I want to be able to create a for loop that scrapes a url with multiple pages. There are examples of this I have found however my code requires authentication and for that reason I haven't shared the actual url. I have entered an example url that shows the same key identifier "currentPage=1"
So for this example for page i it would be currentPage=i where i will be 1,2,3,4....
import requests
from requests.adapters import HTTPAdapter
from requests.packages.urllib3.util.retry import Retry
def requests_retry_session(retries=10,
backoff_factor=0.3,
status_forcelist=(500, 502, 503, 504),
session=None):
session = session or requests.Session()
retry = Retry(total=retries,
read=retries,
connect=retries,
backoff_factor=backoff_factor,
status_forcelist=status_forcelist)
adapter = HTTPAdapter(max_retries=retry)
session.mount("http://", adapter)
session.mount("https://", adapter)
return session
import io
import urllib3
import pandas as pd
from requests_kerberos import OPTIONAL, HTTPKerberosAuth
import mwinit2web
a = mwinit2web.get_mwinit_cookie()
urls = https://example-url.com/ABCD/customer.currentPage=1&end
def Scraper(url):
urllib3.disable_warnings()
with requests_retry_session() as req:
resp = req.get(url,
timeout=30,
verify=False,
allow_redirects=True,
auth=HTTPKerberosAuth(mutual_authentication=OPTIONAL),
cookies=a)
global df
data = pd.read_html(resp.text, flavor=None, header=0, index_col=0)

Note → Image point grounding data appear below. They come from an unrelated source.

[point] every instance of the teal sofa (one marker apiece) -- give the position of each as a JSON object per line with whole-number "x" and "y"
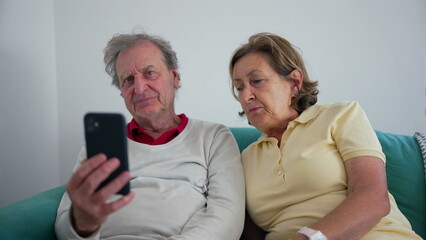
{"x": 34, "y": 217}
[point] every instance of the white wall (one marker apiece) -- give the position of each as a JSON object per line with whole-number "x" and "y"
{"x": 370, "y": 51}
{"x": 28, "y": 100}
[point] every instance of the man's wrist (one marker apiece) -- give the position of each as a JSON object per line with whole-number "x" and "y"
{"x": 312, "y": 234}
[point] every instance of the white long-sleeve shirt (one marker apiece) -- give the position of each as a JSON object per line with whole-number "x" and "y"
{"x": 190, "y": 188}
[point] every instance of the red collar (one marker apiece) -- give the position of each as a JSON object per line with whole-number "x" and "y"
{"x": 138, "y": 134}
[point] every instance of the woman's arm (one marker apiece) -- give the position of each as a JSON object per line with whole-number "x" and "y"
{"x": 251, "y": 230}
{"x": 367, "y": 201}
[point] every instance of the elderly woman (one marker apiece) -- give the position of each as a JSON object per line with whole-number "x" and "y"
{"x": 318, "y": 171}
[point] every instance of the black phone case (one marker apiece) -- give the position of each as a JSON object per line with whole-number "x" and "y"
{"x": 106, "y": 133}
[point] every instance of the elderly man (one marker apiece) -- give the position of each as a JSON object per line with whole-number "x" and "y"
{"x": 185, "y": 174}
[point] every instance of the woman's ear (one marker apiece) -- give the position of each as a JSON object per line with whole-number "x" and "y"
{"x": 297, "y": 77}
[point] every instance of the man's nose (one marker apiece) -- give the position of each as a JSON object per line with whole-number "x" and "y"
{"x": 140, "y": 84}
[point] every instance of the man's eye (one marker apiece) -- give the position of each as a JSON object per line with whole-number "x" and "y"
{"x": 151, "y": 75}
{"x": 127, "y": 80}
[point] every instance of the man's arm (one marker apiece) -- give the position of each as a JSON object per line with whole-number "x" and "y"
{"x": 223, "y": 217}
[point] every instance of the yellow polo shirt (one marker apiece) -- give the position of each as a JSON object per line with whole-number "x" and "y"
{"x": 296, "y": 184}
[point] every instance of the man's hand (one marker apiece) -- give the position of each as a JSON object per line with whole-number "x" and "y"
{"x": 89, "y": 208}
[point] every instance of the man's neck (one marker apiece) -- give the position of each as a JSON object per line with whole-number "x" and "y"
{"x": 155, "y": 127}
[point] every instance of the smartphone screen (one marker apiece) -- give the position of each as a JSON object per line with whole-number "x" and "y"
{"x": 106, "y": 133}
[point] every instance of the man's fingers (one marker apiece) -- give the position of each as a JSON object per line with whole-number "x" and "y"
{"x": 116, "y": 205}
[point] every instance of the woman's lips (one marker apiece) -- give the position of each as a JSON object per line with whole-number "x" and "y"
{"x": 254, "y": 109}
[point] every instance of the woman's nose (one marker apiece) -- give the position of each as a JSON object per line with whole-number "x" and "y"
{"x": 247, "y": 95}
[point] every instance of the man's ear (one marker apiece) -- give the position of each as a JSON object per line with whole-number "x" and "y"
{"x": 297, "y": 77}
{"x": 176, "y": 79}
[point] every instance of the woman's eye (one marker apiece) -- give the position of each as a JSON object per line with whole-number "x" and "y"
{"x": 257, "y": 81}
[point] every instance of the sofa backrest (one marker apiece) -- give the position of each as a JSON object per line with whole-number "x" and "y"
{"x": 404, "y": 169}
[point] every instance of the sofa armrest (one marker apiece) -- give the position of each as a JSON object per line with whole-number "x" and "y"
{"x": 31, "y": 218}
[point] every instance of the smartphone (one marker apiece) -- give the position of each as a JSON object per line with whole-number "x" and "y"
{"x": 106, "y": 133}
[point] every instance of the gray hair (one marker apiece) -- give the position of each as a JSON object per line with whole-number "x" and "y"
{"x": 121, "y": 42}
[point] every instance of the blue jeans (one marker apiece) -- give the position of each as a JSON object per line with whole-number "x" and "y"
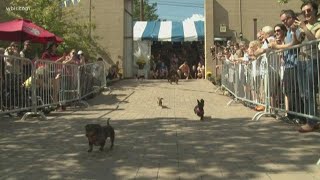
{"x": 307, "y": 83}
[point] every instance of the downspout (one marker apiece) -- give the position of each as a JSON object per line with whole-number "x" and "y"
{"x": 240, "y": 19}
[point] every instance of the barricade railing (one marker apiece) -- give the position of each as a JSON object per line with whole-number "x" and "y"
{"x": 14, "y": 97}
{"x": 37, "y": 88}
{"x": 284, "y": 82}
{"x": 92, "y": 78}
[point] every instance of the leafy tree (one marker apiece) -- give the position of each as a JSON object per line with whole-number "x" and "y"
{"x": 51, "y": 15}
{"x": 149, "y": 11}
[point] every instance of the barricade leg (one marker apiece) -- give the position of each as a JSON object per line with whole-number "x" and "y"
{"x": 34, "y": 114}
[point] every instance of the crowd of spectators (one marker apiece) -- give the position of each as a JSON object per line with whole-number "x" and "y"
{"x": 187, "y": 60}
{"x": 297, "y": 71}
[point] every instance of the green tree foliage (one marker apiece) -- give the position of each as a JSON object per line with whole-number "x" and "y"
{"x": 51, "y": 15}
{"x": 150, "y": 11}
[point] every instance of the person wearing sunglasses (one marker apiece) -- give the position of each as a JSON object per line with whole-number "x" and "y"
{"x": 308, "y": 66}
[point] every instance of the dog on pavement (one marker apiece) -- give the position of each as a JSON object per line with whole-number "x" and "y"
{"x": 160, "y": 101}
{"x": 97, "y": 135}
{"x": 198, "y": 109}
{"x": 173, "y": 77}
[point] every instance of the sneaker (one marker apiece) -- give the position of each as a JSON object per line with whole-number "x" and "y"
{"x": 308, "y": 128}
{"x": 259, "y": 108}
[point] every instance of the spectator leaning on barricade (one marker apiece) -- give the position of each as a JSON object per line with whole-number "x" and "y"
{"x": 26, "y": 52}
{"x": 51, "y": 55}
{"x": 2, "y": 73}
{"x": 13, "y": 67}
{"x": 267, "y": 33}
{"x": 82, "y": 58}
{"x": 290, "y": 58}
{"x": 309, "y": 64}
{"x": 184, "y": 71}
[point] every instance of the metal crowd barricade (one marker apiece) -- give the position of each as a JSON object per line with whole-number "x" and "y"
{"x": 15, "y": 97}
{"x": 298, "y": 82}
{"x": 34, "y": 89}
{"x": 282, "y": 87}
{"x": 92, "y": 78}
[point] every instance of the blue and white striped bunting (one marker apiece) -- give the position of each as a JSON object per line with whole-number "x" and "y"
{"x": 175, "y": 31}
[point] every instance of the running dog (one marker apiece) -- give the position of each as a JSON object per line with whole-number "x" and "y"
{"x": 198, "y": 109}
{"x": 97, "y": 135}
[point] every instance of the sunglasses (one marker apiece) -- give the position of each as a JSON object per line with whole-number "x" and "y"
{"x": 306, "y": 11}
{"x": 277, "y": 30}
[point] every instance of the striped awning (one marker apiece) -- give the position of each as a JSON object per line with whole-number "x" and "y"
{"x": 67, "y": 3}
{"x": 168, "y": 31}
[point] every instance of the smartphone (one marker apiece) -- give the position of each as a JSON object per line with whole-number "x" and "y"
{"x": 301, "y": 17}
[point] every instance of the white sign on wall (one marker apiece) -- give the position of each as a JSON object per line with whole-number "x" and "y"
{"x": 223, "y": 28}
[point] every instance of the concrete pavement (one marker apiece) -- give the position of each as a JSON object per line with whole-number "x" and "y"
{"x": 158, "y": 143}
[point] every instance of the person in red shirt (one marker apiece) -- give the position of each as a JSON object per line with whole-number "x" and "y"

df = pd.concat(data, sort=False)
print(df)
s = Scraper(urls)
df
CodePudding user response:
pageCount = 4 #say you have 3 pages
urlsList = []
base = "https://example-url.com/ABCD/customer.currentPage={}&end" #curly braces let you format
for x in range(pageCount)[1:]:
urlsList.append(base.format(x))
Then you can pass the list to your function.